Kitschy, Kitschy Kristmas

If you are looking for a totally over the top, Hollywood nostalgia themed indoor Christmas extravaganza and can get past the fact that it is staged within a former church building, then have I got the place for you!

Castle Noel in Medina, Ohio is the brainchild and all-consuming passion of one Mark Klaus (real name). Mister Klaus bears an almost uncanny resemblance to Santa himself and he really, really loves Christmas.

He has turned the former Medina United Methodist Church and its adjacent buildings into what is nebulously billed as “America’s Largest Indoor Christmas Entertainment Attraction,” full of vintage toys, holiday window displays from New York department stores, and props and costumes from Hollywood Christmas movie sets.

The tagline would almost be comical, if it weren’t so appropriate. Because Castle Noel is kind of a museum, but also kind of an amusement park (if you count the giant slide down “Santa Claus Mountain” and the walk through the polar vortex and the squeeze through the simulated chimney.) And starting in January of 2015, it will also feature a miniature golf course.

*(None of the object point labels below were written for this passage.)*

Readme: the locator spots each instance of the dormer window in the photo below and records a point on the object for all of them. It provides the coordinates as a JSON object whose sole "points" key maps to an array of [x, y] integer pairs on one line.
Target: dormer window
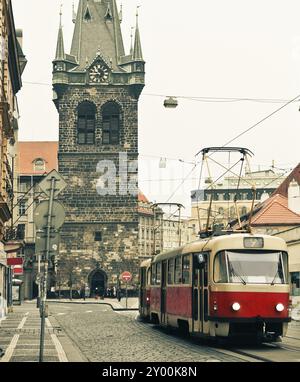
{"points": [[39, 165]]}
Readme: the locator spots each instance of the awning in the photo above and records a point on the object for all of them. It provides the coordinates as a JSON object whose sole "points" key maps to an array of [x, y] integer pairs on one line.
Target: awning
{"points": [[3, 260], [17, 282]]}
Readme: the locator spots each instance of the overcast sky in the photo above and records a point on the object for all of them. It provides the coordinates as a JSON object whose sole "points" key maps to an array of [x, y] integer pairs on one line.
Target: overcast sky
{"points": [[193, 48]]}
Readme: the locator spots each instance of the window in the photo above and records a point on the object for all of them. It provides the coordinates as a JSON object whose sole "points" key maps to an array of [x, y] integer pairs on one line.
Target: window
{"points": [[98, 236], [21, 231], [39, 165], [22, 207], [295, 281], [111, 124], [153, 274], [186, 269], [178, 270], [251, 268], [158, 274], [86, 123], [171, 271], [221, 211]]}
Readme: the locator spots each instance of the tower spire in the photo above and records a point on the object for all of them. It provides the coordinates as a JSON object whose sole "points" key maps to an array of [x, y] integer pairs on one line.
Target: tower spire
{"points": [[131, 41], [137, 52], [73, 13], [60, 49]]}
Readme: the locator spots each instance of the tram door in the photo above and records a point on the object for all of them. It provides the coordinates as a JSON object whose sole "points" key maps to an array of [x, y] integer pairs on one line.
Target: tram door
{"points": [[143, 280], [163, 299], [200, 293]]}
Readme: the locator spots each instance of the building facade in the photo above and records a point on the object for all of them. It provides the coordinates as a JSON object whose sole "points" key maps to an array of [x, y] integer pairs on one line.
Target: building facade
{"points": [[12, 64], [36, 159], [150, 228], [223, 193], [97, 88]]}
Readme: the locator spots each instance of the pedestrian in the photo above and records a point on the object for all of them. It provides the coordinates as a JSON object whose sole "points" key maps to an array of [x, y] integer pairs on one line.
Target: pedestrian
{"points": [[1, 306], [82, 292], [119, 295], [1, 315]]}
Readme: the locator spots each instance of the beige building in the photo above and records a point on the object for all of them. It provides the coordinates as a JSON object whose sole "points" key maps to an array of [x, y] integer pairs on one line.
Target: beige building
{"points": [[150, 228], [223, 194], [176, 233], [12, 64], [35, 160]]}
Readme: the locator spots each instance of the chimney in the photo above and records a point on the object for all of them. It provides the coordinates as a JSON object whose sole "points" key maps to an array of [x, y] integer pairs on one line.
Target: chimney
{"points": [[19, 35], [294, 197]]}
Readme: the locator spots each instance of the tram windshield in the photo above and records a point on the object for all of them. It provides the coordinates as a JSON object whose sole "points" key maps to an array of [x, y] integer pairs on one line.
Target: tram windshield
{"points": [[251, 268]]}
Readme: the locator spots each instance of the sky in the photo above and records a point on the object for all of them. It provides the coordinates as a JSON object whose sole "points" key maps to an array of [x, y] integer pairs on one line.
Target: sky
{"points": [[193, 49]]}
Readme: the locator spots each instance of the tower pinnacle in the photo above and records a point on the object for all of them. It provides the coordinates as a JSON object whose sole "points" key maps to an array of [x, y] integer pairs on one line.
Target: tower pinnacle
{"points": [[60, 50], [137, 52]]}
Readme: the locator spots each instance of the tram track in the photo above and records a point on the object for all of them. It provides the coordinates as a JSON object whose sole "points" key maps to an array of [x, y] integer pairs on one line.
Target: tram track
{"points": [[272, 352]]}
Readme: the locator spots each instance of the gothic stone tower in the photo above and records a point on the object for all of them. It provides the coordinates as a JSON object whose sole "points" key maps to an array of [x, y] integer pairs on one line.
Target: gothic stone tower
{"points": [[96, 92]]}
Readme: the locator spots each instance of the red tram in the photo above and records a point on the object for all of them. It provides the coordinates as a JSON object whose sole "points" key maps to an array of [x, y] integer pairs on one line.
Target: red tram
{"points": [[224, 286]]}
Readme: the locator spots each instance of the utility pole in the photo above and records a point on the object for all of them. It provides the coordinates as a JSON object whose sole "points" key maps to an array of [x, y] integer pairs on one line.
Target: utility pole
{"points": [[48, 217], [44, 288]]}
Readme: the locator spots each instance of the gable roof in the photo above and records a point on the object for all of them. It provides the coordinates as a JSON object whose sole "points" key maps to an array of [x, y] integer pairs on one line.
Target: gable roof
{"points": [[275, 211], [283, 188], [102, 31]]}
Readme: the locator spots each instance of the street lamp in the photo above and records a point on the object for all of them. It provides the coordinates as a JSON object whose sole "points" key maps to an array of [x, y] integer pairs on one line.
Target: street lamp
{"points": [[170, 103]]}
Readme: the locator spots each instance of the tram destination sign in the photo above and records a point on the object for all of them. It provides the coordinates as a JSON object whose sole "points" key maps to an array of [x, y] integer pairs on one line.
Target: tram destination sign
{"points": [[126, 276]]}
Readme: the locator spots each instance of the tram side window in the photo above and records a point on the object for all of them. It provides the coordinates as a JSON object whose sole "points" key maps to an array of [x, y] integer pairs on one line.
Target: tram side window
{"points": [[220, 275], [153, 274], [178, 271], [186, 269], [148, 282], [158, 273], [171, 271]]}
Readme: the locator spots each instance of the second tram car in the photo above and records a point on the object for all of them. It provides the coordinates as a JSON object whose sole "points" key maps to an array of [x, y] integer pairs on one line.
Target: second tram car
{"points": [[224, 286]]}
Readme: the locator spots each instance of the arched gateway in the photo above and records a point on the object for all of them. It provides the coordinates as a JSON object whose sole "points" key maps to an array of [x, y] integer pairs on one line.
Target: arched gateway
{"points": [[97, 282]]}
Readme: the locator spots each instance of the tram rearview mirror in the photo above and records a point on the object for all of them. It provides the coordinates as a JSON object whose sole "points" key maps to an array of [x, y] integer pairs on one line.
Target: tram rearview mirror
{"points": [[200, 260]]}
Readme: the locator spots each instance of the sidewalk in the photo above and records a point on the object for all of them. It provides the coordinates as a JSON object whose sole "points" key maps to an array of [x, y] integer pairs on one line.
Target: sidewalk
{"points": [[132, 303], [20, 338]]}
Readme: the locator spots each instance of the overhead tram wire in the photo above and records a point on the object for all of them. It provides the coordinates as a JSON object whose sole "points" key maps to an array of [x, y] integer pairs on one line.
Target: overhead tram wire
{"points": [[197, 98], [262, 120], [238, 136]]}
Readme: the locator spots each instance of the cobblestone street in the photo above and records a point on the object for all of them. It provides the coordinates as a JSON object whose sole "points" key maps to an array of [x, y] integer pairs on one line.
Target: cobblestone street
{"points": [[100, 331], [107, 336]]}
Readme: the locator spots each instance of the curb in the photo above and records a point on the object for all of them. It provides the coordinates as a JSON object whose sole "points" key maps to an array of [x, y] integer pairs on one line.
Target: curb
{"points": [[94, 303]]}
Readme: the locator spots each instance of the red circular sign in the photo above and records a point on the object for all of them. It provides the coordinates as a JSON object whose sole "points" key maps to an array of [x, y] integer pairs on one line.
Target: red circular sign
{"points": [[126, 276]]}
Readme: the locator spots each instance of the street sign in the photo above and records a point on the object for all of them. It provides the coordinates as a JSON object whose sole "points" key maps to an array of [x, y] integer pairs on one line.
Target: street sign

I don’t want to give too much away, but inside Castle Noel you can see cousin Eddy’s RV from National Lampoon’s Christmas Vacation, Will Ferrell’s Elf costume, and Tim Allen’s head.

This Year's Christmas card. Better with red eye!
Totally Unedited
Will Farrell's Elf costume. Really not that impressive without Will Farrel filling it out.
The Elf costume. Not that impressive without Will Ferrell to fill it out.
Tim Allen's Head
Tim Allen’s Head

I really liked the animated window displays from Bloomingdales, Macy’s, and Lord & Taylor, and though they were not as magical as I remembered holiday window displays being, I could see, watching my own kids take them in, that they are still amazing through the eyes of a child.

Moulin Rouge Window Display
Moulin Rouge Window Display

But I think my favorite part of the whole deal was the “restoration room,” where piles of old costumes and movie props await their turn to shine.

Restoration Area Doll

Restoration Area Headless
Something very bad happened to this elf.


 Headless bodies and bodiless heads seem to be a recurring theme at Castle Noel.

Even though I just recently dismounted from my “Christmas can be secular” soapbox, I will say that it felt a little weird to walk through the displays that are in what obviously used to be the chapel and main sanctuary. Just something a bit unsettling about sitting in a church pew watching clips of vintage Hollywood Christmas specials while fake snow sprays from overhead nozzles. Or, for that matter, about sliding down Santa Claus Mountain with a view of a stained glass window that has been covered over with glitter paper in shades of Whoville pink and green.

If you live in Northeast Ohio and decide to go to Castle Noel, I recommend making an advance reservation for a guided tour slot through their website. Castle Noel is, after all, “America’s Largest Indoor Christmas Entertainment Attraction.”

Christmas Mountain Santa Photo Op and Slide
You can slide down Santa Claus Mountain just like Ralphie in the Christmas Story! I think this is where the pulpit used to be.